In the US, over 47% of all adults aged 30 year and older, or 157 million people, have periodontal disease. For those over 65 years, over 70% have it. In its most serious form, gums can pull away from the tooth, bone can be lost and teeth may loosen or even fall out. And Women are at a much higher risk for gum disease than men.

Periodontal disease—a chronic inflammatory disease that can destroy gum tissue, ligaments, even the bone supporting the teeth—is the most common cause of tooth loss among adults. Gum disease has been associated with such chronic inflammatory diseases such as diabetes, cardiovascular disease, and rheumatoid arthritis.

People with higher blood levels of certain disease-causing bacteria in the mouth are more likely to have high levels of plaque (atherosclerosis) in the carotid artery in the neck. Clogging of the carotid arteries can lead to stroke.

Maintaining healthy teeth and gums has become more important than ever. Daily tooth brushing and flossing can help you avoid heart attack and stroke, but they are not an acceptable substitute for the important annual periodontal evaluation.

If you’re a woman, you’re at higher risk for gum disease than the ordinary guy on the street. In fact, women are nearly 20% more likely to have periodontal disease than men, with the disease occurring in 56.4% of women vs 38.4% for men.
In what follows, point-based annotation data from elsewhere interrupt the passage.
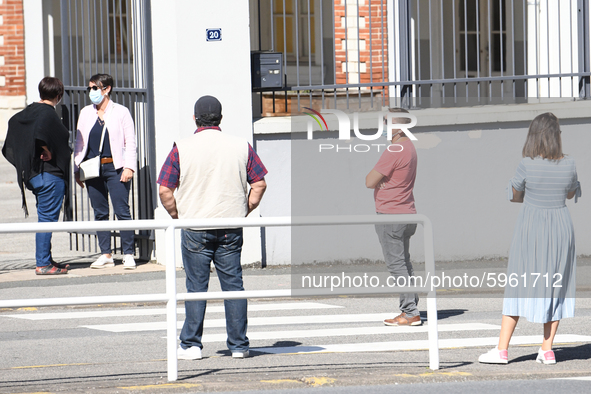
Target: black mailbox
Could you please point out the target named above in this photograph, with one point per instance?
(267, 70)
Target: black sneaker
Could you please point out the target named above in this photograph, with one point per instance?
(58, 265)
(50, 270)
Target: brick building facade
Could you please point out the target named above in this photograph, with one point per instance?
(357, 24)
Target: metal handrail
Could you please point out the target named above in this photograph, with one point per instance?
(171, 297)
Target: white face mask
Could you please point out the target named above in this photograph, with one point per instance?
(96, 96)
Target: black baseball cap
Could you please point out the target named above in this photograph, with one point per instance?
(208, 105)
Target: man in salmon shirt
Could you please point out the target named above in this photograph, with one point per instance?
(393, 180)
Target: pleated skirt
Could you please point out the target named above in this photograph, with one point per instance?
(541, 282)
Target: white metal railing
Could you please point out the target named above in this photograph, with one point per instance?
(171, 297)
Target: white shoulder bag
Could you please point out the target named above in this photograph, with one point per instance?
(91, 168)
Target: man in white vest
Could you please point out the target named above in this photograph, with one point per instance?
(211, 172)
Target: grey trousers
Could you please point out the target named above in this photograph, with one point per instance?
(395, 241)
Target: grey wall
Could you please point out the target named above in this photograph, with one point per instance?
(460, 186)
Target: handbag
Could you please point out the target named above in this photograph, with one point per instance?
(91, 168)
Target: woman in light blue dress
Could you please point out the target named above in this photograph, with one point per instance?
(542, 259)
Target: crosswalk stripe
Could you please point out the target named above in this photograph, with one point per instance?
(253, 321)
(252, 307)
(350, 331)
(416, 344)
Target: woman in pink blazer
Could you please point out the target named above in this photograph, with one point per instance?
(118, 163)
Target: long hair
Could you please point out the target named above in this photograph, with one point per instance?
(543, 138)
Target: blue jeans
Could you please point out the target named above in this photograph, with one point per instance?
(49, 191)
(224, 247)
(99, 189)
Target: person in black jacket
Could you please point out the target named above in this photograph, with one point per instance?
(37, 144)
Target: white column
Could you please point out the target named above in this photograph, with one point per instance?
(34, 59)
(186, 67)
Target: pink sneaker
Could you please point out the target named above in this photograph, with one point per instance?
(494, 356)
(546, 357)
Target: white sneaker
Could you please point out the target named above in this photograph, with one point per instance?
(546, 357)
(494, 356)
(190, 353)
(240, 354)
(102, 262)
(128, 262)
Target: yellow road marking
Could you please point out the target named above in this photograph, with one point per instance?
(316, 382)
(160, 386)
(47, 366)
(453, 373)
(279, 381)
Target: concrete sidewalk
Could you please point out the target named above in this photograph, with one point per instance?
(17, 251)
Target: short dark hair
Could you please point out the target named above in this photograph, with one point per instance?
(103, 80)
(51, 88)
(400, 110)
(208, 120)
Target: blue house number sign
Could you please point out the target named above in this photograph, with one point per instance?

Women of all ages are prone to changing levels of progesterone. And progesterone—especially when you are pregnant or taking oral contraceptives—causes some bacteria to mushroom. Unfortunately, the bacteria associated with gum disease are among them. Recent studies have also linked gum disease to infertility.

Healthy Gums—Healthy You!

Fighting periodontal (gum) disease through meticulous daily hygiene and regular dental appointments is smart. You preserve your beautiful smile and sweet breath, maintain the health of your teeth and gums, and protect your overall health in the bargain!

Plaque & Plaque

The dental plaque your hygienist scrapes off your teeth is different from the plaque in your arteries. Dental plaque is a sticky residue of bacteria and food particles that can irritate your gums and eat away at tooth  enamel. Arterial plaque, a characteristic of atherosclerosis, is a fatty deposit in the artery. Both forms of plaque are to be avoided.